Вам это претит? И вы вместо этого хотите сформировать марксистский язык? Его уже столетие формируют. Я с глубочайшим уважением отношусь к Марксу. Что вы там хотите сформировать?
Если бы марксистский язык мог сковать ядро глобального противодействия империализму, мы бы жили сейчас при коммунизме. Но этого не произошло. В силу объективных причин. Потому что марксизмом что-то было сказано, и сказано блестяще, а что-то — нет. Если мы хотим реванша, то есть победы, а не невротического самоудовлетворения (сознательно не произношу более жестких слов), то мы должны найти ошибки в своем проекте.
Вы не понимаете, что если мы не нашли ошибки в своем любимом проекте, а этот проект рухнул, то мы дедушки и бабушки, обуреваемые ностальгией. «Back to USSR… Бэк ту ю-эс-эс-а. Бэ-э-эк, бэ-э-эк, бэ-э-эк».
Кто-то хочет, чтобы это все происходило? Пусть так происходит на периферии, на самой далекой, но не в ядре.

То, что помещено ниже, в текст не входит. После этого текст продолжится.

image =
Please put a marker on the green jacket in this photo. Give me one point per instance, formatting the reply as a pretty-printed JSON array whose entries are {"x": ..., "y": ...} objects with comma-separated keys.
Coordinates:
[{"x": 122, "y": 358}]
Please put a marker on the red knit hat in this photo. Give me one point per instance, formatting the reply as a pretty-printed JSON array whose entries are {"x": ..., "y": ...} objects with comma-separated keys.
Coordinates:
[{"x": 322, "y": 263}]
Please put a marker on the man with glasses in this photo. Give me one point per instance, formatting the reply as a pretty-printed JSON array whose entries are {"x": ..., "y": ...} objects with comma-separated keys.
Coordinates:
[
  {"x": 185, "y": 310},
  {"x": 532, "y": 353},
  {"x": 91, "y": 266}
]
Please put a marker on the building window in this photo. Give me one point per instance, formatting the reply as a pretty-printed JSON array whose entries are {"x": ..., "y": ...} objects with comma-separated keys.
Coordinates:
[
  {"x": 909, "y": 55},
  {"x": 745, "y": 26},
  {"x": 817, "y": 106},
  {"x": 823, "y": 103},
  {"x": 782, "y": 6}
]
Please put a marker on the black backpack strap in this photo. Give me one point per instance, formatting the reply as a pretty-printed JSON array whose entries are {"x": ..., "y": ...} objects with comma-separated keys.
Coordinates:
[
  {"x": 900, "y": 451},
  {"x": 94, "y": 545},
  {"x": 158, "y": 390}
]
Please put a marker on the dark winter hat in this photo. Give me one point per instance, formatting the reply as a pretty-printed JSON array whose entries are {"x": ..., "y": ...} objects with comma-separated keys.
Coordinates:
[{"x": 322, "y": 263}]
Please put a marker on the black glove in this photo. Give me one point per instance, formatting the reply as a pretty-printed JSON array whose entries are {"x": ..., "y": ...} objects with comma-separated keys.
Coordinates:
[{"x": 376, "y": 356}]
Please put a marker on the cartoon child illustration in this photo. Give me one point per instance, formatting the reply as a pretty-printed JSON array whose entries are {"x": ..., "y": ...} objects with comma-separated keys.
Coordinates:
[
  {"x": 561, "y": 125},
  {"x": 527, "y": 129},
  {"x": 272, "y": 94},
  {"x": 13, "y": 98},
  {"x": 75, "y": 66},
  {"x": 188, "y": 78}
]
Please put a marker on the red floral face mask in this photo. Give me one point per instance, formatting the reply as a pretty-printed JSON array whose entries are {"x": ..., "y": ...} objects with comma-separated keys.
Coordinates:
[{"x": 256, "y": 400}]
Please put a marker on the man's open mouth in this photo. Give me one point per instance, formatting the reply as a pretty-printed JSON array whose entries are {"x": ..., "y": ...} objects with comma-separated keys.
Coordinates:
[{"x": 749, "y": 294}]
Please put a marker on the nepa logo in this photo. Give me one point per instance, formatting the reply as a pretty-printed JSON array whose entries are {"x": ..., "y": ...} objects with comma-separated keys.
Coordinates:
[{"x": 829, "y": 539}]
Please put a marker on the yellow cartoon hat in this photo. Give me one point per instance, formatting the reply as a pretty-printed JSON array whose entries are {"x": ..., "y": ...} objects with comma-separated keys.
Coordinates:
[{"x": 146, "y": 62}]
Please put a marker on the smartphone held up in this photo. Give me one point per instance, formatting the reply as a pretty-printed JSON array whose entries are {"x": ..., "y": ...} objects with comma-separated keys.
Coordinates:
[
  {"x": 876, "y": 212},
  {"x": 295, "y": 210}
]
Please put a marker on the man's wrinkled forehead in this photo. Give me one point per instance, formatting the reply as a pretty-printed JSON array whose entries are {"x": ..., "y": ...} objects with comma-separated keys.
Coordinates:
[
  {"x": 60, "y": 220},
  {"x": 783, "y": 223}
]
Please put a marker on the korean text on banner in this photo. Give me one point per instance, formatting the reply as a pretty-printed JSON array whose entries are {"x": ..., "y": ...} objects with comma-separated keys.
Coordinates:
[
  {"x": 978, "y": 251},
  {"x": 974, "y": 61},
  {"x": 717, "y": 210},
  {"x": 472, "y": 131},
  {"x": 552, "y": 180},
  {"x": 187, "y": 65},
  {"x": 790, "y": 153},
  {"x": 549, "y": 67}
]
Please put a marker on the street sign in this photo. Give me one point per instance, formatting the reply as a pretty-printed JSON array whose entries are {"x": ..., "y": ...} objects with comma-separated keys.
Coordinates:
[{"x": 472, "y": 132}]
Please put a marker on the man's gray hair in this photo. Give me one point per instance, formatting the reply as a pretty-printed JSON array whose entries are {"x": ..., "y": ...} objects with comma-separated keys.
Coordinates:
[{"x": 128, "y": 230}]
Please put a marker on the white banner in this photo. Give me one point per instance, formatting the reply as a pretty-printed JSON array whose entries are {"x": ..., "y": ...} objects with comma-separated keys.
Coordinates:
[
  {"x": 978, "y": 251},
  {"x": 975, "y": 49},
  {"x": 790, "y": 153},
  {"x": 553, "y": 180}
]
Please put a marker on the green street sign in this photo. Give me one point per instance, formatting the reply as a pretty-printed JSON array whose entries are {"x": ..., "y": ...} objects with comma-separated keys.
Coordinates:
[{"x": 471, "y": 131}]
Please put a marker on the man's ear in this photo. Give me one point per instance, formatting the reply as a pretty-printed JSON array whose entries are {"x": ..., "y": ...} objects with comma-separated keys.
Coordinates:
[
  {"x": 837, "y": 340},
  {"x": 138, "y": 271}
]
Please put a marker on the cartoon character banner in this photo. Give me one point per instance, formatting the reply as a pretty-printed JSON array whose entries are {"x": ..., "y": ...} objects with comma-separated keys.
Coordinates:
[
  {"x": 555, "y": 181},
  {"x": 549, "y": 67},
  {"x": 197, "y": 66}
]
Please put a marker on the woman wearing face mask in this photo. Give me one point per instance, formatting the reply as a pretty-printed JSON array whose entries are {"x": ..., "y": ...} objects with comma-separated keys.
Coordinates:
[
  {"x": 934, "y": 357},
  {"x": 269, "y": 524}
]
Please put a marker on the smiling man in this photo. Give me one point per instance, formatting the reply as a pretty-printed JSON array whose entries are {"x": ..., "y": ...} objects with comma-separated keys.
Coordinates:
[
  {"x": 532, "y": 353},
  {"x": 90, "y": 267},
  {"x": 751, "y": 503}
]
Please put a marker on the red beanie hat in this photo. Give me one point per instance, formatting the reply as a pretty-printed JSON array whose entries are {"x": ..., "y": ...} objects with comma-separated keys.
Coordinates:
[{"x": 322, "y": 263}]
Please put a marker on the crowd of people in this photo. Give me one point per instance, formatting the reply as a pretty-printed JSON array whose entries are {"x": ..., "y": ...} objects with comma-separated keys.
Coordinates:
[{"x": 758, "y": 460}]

Боксер, потерпевший поражение, легкоатлет, проигравший Олимпийские игры, гимнастка, упавшая со снаряда, — все они анализируют ошибки. Свои, а не чужие. Почему? Потому что они хотят победить. И потому, что их тренеры днем и ночью сходят с ума для того, чтобы выявить эти ошибки и исправить. Выявить и исправить. Выявить и исправить. Так ведут себя мужчины, которые хотят победить.